Психотерапия не могла помочь Сергею. Сколько бы он ни углублялся в себя, он находил там именно то, что ожидал найти. Спасение было снаружи, в жизни, которая, конечно, значительно многообразней, чем ему казалось. Я помнила про его детские слезы над героями моей старой книжки (и вправду слегка соплевыжимательной) и про приведенных с улицы дворняг. Сначала я даже хотела связаться с Андреем Домбровским из Павловского интерната, но потом подумала, что это неловко – мы не представлены, и у него по горло своих забот, кроме моих неудавшихся суицидентов. По счастью, моя хорошая знакомая преподает рукоделие в приюте для девочек – молодых матерей. Я попросила ее о содействии.

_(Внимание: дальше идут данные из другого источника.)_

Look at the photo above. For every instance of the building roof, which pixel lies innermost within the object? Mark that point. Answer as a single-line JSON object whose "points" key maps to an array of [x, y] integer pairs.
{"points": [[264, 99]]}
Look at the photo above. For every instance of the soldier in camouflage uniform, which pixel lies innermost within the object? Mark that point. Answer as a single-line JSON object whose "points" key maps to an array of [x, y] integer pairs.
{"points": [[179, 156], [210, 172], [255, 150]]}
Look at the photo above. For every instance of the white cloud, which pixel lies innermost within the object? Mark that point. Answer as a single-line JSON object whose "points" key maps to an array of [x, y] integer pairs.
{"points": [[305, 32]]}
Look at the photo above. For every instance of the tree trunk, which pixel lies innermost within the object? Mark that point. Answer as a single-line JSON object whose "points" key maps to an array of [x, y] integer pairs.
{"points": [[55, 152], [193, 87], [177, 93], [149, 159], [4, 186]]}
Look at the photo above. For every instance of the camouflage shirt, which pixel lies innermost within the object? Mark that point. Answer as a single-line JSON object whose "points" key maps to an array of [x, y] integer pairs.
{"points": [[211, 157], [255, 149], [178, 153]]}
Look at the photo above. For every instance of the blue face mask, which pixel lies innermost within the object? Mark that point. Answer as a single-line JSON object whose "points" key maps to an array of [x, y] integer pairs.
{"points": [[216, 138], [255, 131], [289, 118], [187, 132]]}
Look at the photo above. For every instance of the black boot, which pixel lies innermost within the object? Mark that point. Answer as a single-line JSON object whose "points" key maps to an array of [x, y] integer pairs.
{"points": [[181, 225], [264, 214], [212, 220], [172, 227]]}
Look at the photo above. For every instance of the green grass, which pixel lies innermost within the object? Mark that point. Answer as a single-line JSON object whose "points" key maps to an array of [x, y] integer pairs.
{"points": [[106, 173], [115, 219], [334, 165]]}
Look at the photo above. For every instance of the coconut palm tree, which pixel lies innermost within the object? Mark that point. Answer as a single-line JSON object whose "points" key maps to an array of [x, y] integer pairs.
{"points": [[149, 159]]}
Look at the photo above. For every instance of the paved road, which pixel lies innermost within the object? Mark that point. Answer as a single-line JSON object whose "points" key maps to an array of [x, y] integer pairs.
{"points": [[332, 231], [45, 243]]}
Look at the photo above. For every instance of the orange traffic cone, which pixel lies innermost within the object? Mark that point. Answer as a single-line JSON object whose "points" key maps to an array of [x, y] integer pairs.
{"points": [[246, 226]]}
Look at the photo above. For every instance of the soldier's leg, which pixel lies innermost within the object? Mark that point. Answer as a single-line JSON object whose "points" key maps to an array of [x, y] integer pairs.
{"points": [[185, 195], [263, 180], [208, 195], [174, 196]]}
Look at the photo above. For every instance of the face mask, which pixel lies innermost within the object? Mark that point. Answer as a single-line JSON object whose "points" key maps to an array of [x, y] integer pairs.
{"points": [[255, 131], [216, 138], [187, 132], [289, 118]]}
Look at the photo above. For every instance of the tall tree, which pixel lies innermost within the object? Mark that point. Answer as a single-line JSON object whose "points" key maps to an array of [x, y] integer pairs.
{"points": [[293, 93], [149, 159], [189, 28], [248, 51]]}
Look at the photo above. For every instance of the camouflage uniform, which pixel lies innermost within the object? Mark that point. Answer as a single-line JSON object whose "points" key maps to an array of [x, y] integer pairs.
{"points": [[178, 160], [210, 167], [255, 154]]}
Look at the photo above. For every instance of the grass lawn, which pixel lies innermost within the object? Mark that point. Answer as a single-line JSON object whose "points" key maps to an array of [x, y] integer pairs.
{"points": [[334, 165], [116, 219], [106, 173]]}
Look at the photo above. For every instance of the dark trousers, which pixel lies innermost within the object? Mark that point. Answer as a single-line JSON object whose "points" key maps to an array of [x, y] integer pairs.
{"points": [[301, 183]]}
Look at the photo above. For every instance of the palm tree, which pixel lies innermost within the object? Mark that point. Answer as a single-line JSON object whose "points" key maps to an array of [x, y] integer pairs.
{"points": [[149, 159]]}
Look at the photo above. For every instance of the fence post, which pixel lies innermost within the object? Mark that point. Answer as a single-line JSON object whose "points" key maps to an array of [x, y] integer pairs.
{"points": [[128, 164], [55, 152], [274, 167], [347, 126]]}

– Ты не боишься? – спросила она. – У нас контингент – сама понимаешь. Хуже не будет?
– Некуда хуже, – ответила я. – У тебя там бывшие суицидентки есть?
– Сколько угодно, – ответила она. – На выбор.
– Представляете, мне, оказывается, нравятся маленькие дети! – улыбаясь, сказал Сергей. Улыбка кардинально меняла черты его лица и делала «никакого» юношу попросту красивым. – Они такие забавные, капризные или ласковые, чудесные… Я с ними играю, и еще мы завели живой уголок – голубь, собака и три морские свинки.
– Ты думаешь о будущем? Оно больше не видится в серых красках?
– Конечно, нет. Но я подумал, что воспитатель детского сада – это все-таки для мужчины странно, и решил, что буду поступать на педиатрический. Выучусь и буду лечить маленьких детей.
– Ага, это называется неонатолог. Дети, голуби… А с матерями-то детей у тебя как? – улыбнулась я.
– С матерями тоже все нормально, – сказал Сергей и слегка покраснел.
– Вы что, с ума сошли?! – мать почти орала. – Направили моего сына к малолетним проституткам!